Malacañang also said it saw no major lapse on the part of Duque.

Philippine Ambassador to the US Jose Manuel Romualdez said he could share the blame for the delay in the delivery of the COVID-19 vaccine from Pfizer, because he didn't press Duque to submit the CDA right away.

Romualdez said the CDA is needed to assure Pfizer that the government procuring vaccine doses would not share the technology behind its development.

Nevertheless, the envoy said the procurement of the Pfizer COVID-19 vaccine is still on track, albeit delayed.

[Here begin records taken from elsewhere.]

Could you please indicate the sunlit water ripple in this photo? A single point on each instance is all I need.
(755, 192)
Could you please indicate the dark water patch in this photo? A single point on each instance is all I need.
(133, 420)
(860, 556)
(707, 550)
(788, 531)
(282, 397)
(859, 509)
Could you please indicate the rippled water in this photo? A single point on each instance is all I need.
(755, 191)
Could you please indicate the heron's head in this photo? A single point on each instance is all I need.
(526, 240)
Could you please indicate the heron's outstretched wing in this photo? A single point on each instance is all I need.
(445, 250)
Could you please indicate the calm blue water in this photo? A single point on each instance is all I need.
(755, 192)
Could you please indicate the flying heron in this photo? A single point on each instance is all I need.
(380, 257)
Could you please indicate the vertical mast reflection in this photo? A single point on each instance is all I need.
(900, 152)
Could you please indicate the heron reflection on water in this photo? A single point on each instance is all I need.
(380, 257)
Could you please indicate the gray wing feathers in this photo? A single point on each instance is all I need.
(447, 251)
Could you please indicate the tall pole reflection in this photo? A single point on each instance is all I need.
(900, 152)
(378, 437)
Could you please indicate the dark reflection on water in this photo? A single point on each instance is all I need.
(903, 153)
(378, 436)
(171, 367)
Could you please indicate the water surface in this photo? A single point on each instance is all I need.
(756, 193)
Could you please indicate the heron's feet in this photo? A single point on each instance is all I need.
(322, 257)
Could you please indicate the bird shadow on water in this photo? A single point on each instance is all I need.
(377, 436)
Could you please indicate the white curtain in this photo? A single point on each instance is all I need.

Over the weekend, the Food and Drug Administration (FDA) said the government, through the Department of Health, can apply for an emergency use authorization (EUA) for COVID-19 drugs and vaccines.

FDA Director General Eric Domingo, in an interview on Double B sa News TV, said that so far, no COVID-19 vaccine manufacturers have applied for an EUA.

An EUA will reduce the processing time for the approval of the vaccines for local use from six months to 21 days, officials said earlier.

Domingo said manufacturers can apply for an EUA or the DOH, on behalf of the government.

“As the user of the vaccine in the public health program the Department of Health can apply for EUA,” he said.

A former government adviser on COVID-19 mitigation on Friday said Pfizer should register its COVID-19 vaccine with the FDA.

Dr. Tony Leachon, who used to be part of the national coronavirus inter-agency task force, had worked at Pfizer for nearly 20 years and assumed the role of medical director for regulatory affairs.

If the Pfizer vaccine gets the FDA nod in January, the country could still receive the supply of vaccines in July or August, Leachon said.

Leachon, who had called on Duque to "make the supreme sacrifice" and step down as DOH chief, said he believed Romualdez and Locsin's account of the Pfizer deal.